Kids today have a lot of choices, especially when it comes to food. Parents are eager to provide healthy choices, but it’s equally important to add a heaping scoop of fun, too. Offer these kid-tested foods in a bento-style box for a lunch or snack and let your expert taste-tester come up with their own creative tasty concoctions to try.
Here are the top food picks to mix and match:
- Berries (blueberries, raspberries and strawberries): loaded with antioxidants to keep the immune system strong to fight off a sniffle during even the toughest flu season.
- Low-Fat Yogurt: contains live and active cultures (good bacteria) that help keep the stomach in tip-top shape. Plus it is loaded with calcium for strong bones and teeth.
- Avocado: this healthy fat is creamy and delicious and helps you feel full, too!
- Carrots: carrots are a kid’s best friend. They are sweet, crunchy, and loaded with beta-carotene for x-ray vision. Shredded carrots are easy to eat.
- Raisins: these dried grapes are a super-fruit because they contain iron, a mineral most children don’t get enough of in their diets.
- Edamame (also known as soybeans): these neon-green soybeans are loaded with protein to keep muscles strong, and they have calcium for bones and teeth, too. Eat them in the pod or shelled. Since soybeans are at the top of the list for Genetically Modified Organism (GMOs) crops, look for non-GMO labels on fresh or frozen packages in the supermarket.
- Almonds: almonds are super-crunchy and delicious just raw or as a nut butter. These nuts are high in healthy fat and vitamin E to keep the heart running strong.
- Dark or Semi-Sweet Chocolate: rich in antioxidants, chocolate is the ultimate mood-booster to brighten up any day of the week.
- Sunflower Seeds: these seeds are packed with heart-healthy vitamin E, and kids are crazy about them because they come from a beautiful flower.
- Granola Made with Oats: granola not only tastes and smells good when you make it, but it’s a high fiber food that kids won’t turn down at any time of the day.
And here are a few suggestions for yummy combinations to spark some food creativity for your child at home or at school:
- Ants on a log for a favorite interactive lunch – celery sticks filled with low-fat yogurt (low-fat Greek is a good option here because of the thickness) topped with raisins and sunflower seeds.
- Whole-wheat pasta (choose your kid’s favorite shape) with edamame and raisins drizzled with olive oil and lightly flavored with Parmesan cheese.
- Whole-wheat crepes filled with low-fat vanilla yogurt, an assortment of berries, and drizzled with honey.
- Make your own yogurt sundaes in a container. Layer low-fat yogurt, then granola, and then berries and sunflower seeds, and repeat until you reach the top.

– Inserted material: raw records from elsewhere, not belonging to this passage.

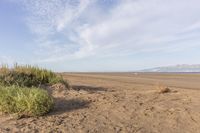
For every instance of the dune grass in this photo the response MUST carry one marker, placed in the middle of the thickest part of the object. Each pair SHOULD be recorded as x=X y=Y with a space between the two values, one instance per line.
x=28 y=76
x=25 y=101
x=21 y=90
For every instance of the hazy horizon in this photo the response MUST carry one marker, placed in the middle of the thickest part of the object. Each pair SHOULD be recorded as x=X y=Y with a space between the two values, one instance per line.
x=99 y=35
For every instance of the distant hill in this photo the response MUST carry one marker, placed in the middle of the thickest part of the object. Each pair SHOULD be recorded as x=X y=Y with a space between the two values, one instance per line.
x=177 y=68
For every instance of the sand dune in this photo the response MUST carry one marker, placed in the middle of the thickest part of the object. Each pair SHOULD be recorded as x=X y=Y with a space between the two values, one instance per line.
x=119 y=103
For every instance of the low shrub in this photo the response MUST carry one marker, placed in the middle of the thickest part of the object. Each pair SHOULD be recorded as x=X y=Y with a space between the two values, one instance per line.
x=28 y=76
x=25 y=101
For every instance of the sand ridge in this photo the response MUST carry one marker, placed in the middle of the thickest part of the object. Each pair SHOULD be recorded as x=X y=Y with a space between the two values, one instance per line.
x=98 y=103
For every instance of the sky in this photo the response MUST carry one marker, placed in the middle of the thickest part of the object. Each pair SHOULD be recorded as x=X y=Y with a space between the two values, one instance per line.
x=99 y=35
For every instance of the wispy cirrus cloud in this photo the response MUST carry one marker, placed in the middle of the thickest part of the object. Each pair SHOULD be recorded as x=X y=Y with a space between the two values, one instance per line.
x=77 y=29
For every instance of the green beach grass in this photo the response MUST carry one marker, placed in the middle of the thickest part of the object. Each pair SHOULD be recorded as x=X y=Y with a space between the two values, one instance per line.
x=20 y=91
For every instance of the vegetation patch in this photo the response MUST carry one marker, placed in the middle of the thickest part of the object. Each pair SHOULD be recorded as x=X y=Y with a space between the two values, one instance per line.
x=22 y=90
x=25 y=101
x=28 y=76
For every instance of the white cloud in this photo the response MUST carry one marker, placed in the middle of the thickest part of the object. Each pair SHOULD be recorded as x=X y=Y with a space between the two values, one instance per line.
x=129 y=27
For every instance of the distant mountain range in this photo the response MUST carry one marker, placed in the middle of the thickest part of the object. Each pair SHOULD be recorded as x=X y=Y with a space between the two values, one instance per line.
x=177 y=68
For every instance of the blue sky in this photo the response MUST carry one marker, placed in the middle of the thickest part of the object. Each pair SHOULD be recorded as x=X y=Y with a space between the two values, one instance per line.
x=100 y=35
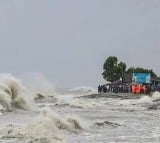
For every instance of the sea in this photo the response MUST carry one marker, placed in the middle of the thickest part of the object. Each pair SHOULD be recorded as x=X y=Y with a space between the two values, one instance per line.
x=36 y=112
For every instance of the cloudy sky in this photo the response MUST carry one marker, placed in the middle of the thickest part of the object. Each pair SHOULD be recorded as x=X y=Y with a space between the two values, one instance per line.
x=69 y=40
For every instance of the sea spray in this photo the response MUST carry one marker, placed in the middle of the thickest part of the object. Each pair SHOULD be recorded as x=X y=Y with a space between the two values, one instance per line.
x=145 y=100
x=38 y=85
x=13 y=94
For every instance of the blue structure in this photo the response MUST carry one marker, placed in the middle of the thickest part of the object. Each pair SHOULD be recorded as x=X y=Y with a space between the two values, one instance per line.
x=141 y=78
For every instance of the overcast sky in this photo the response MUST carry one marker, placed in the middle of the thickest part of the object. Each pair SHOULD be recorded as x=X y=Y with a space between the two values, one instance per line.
x=69 y=40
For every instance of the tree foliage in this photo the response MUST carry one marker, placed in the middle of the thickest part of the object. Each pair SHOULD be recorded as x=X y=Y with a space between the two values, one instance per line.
x=114 y=70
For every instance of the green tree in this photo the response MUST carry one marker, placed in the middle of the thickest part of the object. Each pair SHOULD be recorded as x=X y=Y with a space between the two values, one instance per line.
x=121 y=69
x=112 y=70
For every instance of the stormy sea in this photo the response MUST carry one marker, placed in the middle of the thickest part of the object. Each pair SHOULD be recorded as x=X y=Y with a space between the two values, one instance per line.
x=35 y=112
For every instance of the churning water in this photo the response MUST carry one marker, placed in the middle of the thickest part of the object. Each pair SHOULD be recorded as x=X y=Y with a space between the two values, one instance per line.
x=40 y=115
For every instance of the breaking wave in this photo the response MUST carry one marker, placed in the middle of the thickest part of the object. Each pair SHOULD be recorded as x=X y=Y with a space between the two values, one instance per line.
x=38 y=85
x=13 y=94
x=48 y=127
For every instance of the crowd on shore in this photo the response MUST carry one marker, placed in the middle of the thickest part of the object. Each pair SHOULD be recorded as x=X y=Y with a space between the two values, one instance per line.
x=128 y=88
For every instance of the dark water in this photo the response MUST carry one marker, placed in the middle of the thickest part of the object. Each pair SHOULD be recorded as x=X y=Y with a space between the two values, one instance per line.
x=85 y=119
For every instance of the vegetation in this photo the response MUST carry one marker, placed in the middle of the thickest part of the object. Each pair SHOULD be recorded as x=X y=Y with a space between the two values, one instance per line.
x=113 y=70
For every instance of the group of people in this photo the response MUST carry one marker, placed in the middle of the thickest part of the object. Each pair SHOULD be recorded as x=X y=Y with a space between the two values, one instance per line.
x=128 y=88
x=116 y=88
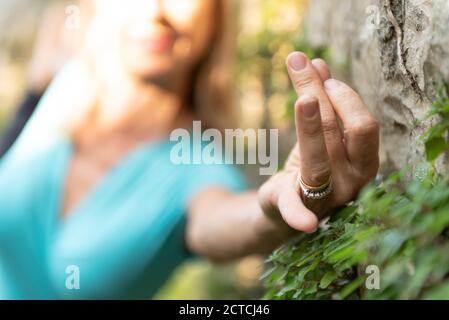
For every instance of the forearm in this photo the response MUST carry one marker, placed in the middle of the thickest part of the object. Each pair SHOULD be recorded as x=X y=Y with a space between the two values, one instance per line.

- High-energy mix of granola, almonds, sunflower seeds, chocolate chips, and raisins!
- Smash avocado and squeeze a little lemon or lime and serve with carrot sticks or organic corn chips.
- Spread almond butter on a whole-wheat pita wrap and place raisins and a few chocolate chips on top before you roll it closed – so the chocolate is a surprise!
- Shred carrots and add edamame, raisins, and a sprinkle of sunflower seeds drizzled with olive or sesame oil and low sodium soy sauce for a yummy, colorful sweet and salty salad.
- Fill a thermos with a berry smoothie, including low-fat yogurt, an assortment of frozen berries, and topped with crunchy oat granola.